GC-ECD: Gas Chromatography- Electron Capture Detection, UPLC-PDA: Ultra Performance Liquid Chromatography-Photodiode Array, CAD: Charged Aerosol Detector, LC-UV: Liquid Chromatography-Ultraviolet

2.2. Experimental design

Flame retardant chemicals were administered to seven-week-old male Harlan Sprague Dawley rats once daily via oral gavage for 5 consecutive days using 6 rats per dose level per chemical. The animals were randomized to study group by body weight so that group body weights were similar. The animals were given NTP-2000 diet (Zeigler Brothers, Gardners, PA) and tap water ad[ISP-CHECK] libitum. The flame retardants were given in corn oil at 5 ml/kg body weight to deliver doses of: 0, 0.1, 1, 10, 100, 1000 μmol/kg body weight per day per flame retardant (Table 2). The animal studies were conducted according to the guidelines of the Association for the Assessment and Accreditation of Laboratory Animal Care (AAALAC) and approved by the local Animal Care and Use Committee.

Necropsy was conducted after five days of dosing (one day after the last dose). Animals were anesthetized with CO₂/O₂ anesthesia (approximately 70/30% mixture). Blood was collected from the vena cava or aorta. Samples for hematology analysis were collected into tubes containing tripotassium ethylenediaminetetraacetic acid (K3 EDTA), and samples for clinical chemistry and thyroid hormone analysis were collected into serum collection tubes without anticoagulant, centrifuged, and the serum harvested. The endpoints for this study included hematology, clinical chemistry, body and organ weights, liver enzyme levels, thyroid hormone concentrations, liver histopathologic analysis, and liver transcriptomics.

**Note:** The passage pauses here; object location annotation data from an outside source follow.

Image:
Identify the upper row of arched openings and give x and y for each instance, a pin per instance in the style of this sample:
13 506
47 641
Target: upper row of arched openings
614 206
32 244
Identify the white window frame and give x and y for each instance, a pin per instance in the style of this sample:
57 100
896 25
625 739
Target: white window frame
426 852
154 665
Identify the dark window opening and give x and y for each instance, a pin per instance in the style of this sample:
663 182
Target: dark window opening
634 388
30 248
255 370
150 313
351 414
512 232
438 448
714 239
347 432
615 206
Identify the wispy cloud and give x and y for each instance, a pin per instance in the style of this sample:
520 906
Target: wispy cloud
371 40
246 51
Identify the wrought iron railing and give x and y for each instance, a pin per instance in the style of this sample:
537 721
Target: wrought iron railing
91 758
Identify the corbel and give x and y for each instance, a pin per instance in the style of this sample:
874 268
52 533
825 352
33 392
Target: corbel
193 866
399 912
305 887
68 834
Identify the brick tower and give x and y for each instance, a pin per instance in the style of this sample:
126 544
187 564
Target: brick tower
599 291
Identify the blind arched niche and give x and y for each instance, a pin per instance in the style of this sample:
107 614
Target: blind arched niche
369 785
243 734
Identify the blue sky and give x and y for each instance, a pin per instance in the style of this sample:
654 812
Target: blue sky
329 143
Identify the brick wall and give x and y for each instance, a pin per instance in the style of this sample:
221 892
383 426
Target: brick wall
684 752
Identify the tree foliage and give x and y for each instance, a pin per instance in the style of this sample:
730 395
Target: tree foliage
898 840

2.3. Clinical chemistry/hematology

The following hematology parameters were evaluated on an Advia 120 hematology analyzer (Siemens Healthcare Diagnostics, Tarrytown, NY): red blood cell count, hemoglobin concentration, hematocrit, manual hematocrit, mean corpuscular volume, mean corpuscular hemoglobin, mean corpuscular hemoglobin concentration, white blood cell count and differential, absolute reticulocyte count, platelet count, nucleated erythrocyte count. A qualitative evaluation of morphological features in all cellular components was performed on Wright-Giemsa stained blood smears. The following clinical chemistry parameters were evaluated on a Cobas chemistry analyzer (Roche Diagnostics, Indianapolis, IN): alanine aminotransferase, sorbitol dehydrogenase and creatine kinase activities; and total and direct bilirubin, alkaline phosphatase, blood urea nitrogen, creatinine, glucose, sodium, potassium, chloride, total protein, albumin, cholesterol, triglyceride, and bile acid salts/concentrations.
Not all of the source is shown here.